Linux-based software platforms
In this section the Linux kernel part of an embedded software platform is discussed.
While FreeRTOS (see Part2) has support for several compilers, the Linux kernel community has chosen GCC. Although less flexible, it simplifies things a lot and allows developers to take advantage of gcc specific features and extensions. Therefore, it is hard to build to kernel with another compiler technology (e.g. read this and this).
Architecture (in)dependent code
Although originally only written for x86, Linux has evolved to a general purpose OS which can run on lots of different architectures. There is only one way to achieve this i.e. by clearly separating architecture-dependent and architecture-independent code. ‘Architecture’ is typically (but not always) a cpu core type (e.g. arm, powerpc).
In the Linux kernel, the arch/ directory hosts architecture-dependent code:
In these subdirectories, architecture-specific constructs can be found such as definition of atomic functions, boot code, barriers etc.
If we dig deeper, we find ‘machines’ or ‘platforms':
- mach-at91/: machines based on Atmel’s at91sam processor family
- mach-imx/: Freescale imx-based machines
A machine (or platform) defines specific hardware. This could be a board or a generalization of it (e.g. board based on specific SoC, MCU or MPU). Terminology is not very clear here because a different layout is used for every arch/ subdirectory. In any case, developers try to re-use code between boards as much as possible.
A board always needs to describe a set of devices. These devices:
- are integrated in the board’s MCU, or
- are additional board peripherals (such as a temperature sensor).
These devices, called platform devices, can’t be automatically discovered and must be described somewhere. For long, this was done in the machine directory (and thus every board-spec change resulted in a kernel re-compile), but recently, this can be done in the board’s device tree (e.g. arch/arm/boot/dts). The device tree is a hierarchical description of the hardware, and only loosely coupled with the kernel. As a result, a new board definition does not necessarily result in a kernel re-compile.
Recently, device tree overlays have been developed in order to support BeagleBone capes or whatever kind of shield for small embedded devices. These overlays dynamically change the device tree, but it is still ongoing development.
Platform devices only come to life when a compatible platform driver is found. Like any other Linux driver, they live in the drivers/ directory.
Linux User Space
Applications have access to the board’s functionality via standard Linux user space interfaces.
Devices (except for networking devices) are located in /dev e.g. /dev/ttyUSB0, /dev/rtc0.

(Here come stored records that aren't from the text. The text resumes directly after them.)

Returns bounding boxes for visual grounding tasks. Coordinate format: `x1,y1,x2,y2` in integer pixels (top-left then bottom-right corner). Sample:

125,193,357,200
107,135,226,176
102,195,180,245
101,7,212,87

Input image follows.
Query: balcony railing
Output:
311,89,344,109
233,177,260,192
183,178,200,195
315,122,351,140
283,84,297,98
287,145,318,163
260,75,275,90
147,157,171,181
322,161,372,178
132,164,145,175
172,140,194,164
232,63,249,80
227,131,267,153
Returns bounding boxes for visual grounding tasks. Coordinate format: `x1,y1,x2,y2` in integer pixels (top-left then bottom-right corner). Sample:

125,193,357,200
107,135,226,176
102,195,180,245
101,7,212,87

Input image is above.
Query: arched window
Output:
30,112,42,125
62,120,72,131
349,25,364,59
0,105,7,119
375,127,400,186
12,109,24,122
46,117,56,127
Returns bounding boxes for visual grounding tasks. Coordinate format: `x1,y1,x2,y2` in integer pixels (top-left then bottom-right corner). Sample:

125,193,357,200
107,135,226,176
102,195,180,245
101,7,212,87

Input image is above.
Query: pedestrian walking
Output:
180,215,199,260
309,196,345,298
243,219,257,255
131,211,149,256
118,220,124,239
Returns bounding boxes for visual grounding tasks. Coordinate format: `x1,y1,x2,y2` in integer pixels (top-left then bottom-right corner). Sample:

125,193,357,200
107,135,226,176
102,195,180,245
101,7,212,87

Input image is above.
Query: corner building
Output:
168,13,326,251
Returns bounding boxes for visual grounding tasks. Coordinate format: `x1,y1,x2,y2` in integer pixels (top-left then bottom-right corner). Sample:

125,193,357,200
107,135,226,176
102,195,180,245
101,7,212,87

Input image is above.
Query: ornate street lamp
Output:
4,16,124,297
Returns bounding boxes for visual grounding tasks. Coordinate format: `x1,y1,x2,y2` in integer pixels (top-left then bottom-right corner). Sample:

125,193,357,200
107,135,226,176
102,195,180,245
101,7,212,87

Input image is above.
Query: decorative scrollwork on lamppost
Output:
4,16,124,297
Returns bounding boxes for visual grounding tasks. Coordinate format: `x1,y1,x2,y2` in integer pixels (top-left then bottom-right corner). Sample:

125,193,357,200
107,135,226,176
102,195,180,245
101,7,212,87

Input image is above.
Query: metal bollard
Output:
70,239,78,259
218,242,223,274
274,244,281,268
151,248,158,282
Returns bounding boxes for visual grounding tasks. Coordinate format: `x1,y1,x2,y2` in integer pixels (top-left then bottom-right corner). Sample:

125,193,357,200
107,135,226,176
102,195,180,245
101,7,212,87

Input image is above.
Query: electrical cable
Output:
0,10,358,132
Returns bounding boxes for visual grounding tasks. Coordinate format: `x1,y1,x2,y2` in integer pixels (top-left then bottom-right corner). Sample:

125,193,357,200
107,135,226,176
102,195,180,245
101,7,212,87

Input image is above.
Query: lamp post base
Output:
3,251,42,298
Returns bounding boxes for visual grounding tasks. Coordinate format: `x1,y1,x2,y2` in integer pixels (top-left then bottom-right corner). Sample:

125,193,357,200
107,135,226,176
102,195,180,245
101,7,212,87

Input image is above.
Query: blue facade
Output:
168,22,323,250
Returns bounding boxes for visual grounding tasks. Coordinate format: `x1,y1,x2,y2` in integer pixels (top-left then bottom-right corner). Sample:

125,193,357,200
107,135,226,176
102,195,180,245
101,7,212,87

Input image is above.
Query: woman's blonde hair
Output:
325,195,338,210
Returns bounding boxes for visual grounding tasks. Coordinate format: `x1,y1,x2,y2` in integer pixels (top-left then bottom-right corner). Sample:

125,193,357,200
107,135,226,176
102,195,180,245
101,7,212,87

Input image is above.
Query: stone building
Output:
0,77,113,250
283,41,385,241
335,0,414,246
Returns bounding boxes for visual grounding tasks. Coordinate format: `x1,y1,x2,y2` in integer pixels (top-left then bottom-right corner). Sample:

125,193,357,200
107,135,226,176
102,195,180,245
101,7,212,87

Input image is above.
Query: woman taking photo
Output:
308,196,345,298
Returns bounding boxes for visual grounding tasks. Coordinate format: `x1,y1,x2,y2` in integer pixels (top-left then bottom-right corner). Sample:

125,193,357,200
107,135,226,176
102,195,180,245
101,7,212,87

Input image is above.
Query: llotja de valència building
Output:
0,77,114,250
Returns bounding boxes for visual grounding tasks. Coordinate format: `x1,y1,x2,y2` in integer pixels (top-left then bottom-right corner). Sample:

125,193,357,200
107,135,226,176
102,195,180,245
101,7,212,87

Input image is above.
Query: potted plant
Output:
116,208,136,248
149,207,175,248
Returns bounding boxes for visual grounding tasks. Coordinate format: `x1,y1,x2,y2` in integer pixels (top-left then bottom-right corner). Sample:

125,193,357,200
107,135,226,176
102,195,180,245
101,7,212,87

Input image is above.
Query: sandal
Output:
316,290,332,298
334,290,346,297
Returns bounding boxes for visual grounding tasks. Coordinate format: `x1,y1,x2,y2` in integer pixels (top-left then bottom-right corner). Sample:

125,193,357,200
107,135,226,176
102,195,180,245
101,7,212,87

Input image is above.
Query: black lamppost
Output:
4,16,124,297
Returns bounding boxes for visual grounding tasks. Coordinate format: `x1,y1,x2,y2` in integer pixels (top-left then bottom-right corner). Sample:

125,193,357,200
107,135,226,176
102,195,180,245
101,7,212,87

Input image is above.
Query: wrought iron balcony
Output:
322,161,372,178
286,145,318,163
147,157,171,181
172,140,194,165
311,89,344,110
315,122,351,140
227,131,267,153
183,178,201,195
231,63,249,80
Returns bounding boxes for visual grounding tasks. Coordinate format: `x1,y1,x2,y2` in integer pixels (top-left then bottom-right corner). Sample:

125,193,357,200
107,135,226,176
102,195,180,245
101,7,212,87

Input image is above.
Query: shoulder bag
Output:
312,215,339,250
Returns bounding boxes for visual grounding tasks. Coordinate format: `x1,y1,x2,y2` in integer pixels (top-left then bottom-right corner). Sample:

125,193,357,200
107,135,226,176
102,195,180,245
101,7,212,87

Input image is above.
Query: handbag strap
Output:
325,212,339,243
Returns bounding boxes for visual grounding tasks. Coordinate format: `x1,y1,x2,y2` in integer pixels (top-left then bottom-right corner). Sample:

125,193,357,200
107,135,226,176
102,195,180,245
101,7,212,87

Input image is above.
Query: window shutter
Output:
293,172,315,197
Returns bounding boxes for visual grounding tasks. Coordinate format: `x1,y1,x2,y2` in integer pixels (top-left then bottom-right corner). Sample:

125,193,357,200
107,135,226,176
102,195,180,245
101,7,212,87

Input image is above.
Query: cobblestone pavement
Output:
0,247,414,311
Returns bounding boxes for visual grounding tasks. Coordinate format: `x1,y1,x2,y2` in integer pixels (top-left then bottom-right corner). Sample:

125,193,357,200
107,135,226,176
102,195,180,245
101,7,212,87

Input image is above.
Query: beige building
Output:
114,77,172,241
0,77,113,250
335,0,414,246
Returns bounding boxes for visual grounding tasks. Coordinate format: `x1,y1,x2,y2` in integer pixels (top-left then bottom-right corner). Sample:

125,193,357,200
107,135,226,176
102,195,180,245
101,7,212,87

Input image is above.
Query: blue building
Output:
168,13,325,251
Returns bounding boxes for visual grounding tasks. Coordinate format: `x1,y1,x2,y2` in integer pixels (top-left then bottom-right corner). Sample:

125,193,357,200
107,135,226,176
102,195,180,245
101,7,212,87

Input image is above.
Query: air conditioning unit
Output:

Information on the system (cpu, memory, clocks… but also drivers and devices) can be found in sysfs (/sys), as well as in procfs (/proc).
Since application frameworks can be written in various ways, it is beyond the scope of this article.
Simple Platform Abstraction (SIPLAB)
To conclude this series, we describe the architecture of our very own SIPLAB, a thin abstraction layer between application and (RTOS and drivers). Siplab and the rationale behind it has already been discussed in this article. Here is an high-level overview:
The Virtual OS directory (VOS/) implements basic OS features such as threads and locks. Supporting Linux enables developers to do host simulation.
Siplab supports several hardware platforms. Currently, we support Stm32f10x and Linux host simulation (Pc/). Every platform might have several boards (Board/*c) and implements the common driver interfaces (Drivers/). The VOS/ directory has (mainly startup) code to get the VOS up-and-running on a specific HW platform.
The Board includes and common driver interfaces can be found in the one and only Include/ directory:
Of course, useful code is re-used and placed in common directories such as Libs/, Protocols/ etc.
Currently, Siplab only supports one toolchain which is GCC.